A review of the television series, Stargate Universe

I just finished watching a few hours of the marathon recap before tonight's season premiere, having attempted to catch this show before. I find it always to be disheartening to see producers say they are going for "darker, more mature" and end up with melancholy combined with juvenile. If  you look at why things are so bad for the characters in the show, (1) every disaster is completely contrived; (2) the commander is a terrible, morale-depressing "leader" (more fitting all the traits of the negative elements within military command), who also lacks decisiveness and intelligence (You have to be smart to be a real Colonel!).

And, no-one should be in the cast simply because they make good eye candy. Just because this is a TV show is no excuse for pandering to baser emotion, especially when this doesn't fit with the concept for the show. This is not mature. This is American Pie material.

Regarding Blue and Carlyle's characters, they are the only interesting characters, but they fit more into standard charicatures of brainy types, rather than being truly representative of gamers or scientists, including the brilliant ones. I'm part of the gaming culture, I understand most science and I have seen biographies of many famous scientific personalities on television and video. The best in both categories fit more into the appearance and style of the general culture than what's typically represented.
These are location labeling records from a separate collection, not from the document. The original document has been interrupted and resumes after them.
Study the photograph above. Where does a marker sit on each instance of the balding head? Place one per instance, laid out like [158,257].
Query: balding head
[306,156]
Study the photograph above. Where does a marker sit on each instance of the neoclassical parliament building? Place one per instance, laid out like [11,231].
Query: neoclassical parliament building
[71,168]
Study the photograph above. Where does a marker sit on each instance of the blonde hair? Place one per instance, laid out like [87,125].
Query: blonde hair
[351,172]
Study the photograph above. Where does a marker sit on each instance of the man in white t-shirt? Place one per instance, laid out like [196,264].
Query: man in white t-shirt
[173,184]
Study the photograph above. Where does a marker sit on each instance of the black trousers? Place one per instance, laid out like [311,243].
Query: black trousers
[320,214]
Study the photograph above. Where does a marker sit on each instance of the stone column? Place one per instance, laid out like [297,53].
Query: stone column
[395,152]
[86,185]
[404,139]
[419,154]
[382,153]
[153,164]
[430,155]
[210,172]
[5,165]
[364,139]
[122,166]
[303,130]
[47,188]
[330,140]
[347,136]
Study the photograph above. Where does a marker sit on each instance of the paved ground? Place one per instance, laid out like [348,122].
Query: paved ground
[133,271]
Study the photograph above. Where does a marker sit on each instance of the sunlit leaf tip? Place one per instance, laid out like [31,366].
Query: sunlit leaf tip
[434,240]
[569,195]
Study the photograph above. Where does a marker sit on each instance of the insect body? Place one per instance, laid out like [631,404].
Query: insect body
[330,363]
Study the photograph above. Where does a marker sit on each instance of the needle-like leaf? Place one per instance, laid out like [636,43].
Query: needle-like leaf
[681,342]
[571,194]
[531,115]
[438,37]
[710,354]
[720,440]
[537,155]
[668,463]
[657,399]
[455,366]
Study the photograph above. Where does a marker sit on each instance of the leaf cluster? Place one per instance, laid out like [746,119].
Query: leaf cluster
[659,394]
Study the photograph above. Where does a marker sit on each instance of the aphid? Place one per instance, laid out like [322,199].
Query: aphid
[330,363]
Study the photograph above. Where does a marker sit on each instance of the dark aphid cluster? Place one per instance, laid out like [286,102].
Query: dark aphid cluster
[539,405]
The rest of the characters, including the character of Lt. Smith are just boring. MSgt. Greer appears to be typical of stereotypes of Blacks in the Military as portrayed in so much of television (Call of Duty: Modern Warfare, Call of Duty: Modern Warfare 2, and Mass Effect 1 and 2 have much better portrayals of smart, thoughtful, strong Black characters.) Lou Diamond Phillips character, while seeming to be the only truly intelligent military character is still portrayed as the raspy, old-timer type of General. And come on, since when can a Military Officer just "quit" their essential job in the middle of a crisis like Lt. Johannsen's character did early on? The only intelligent portrayal by a female was Ming-Na's discussion with the commander about the lottery, which he responded to with a perfunctory, arbitrary reaction.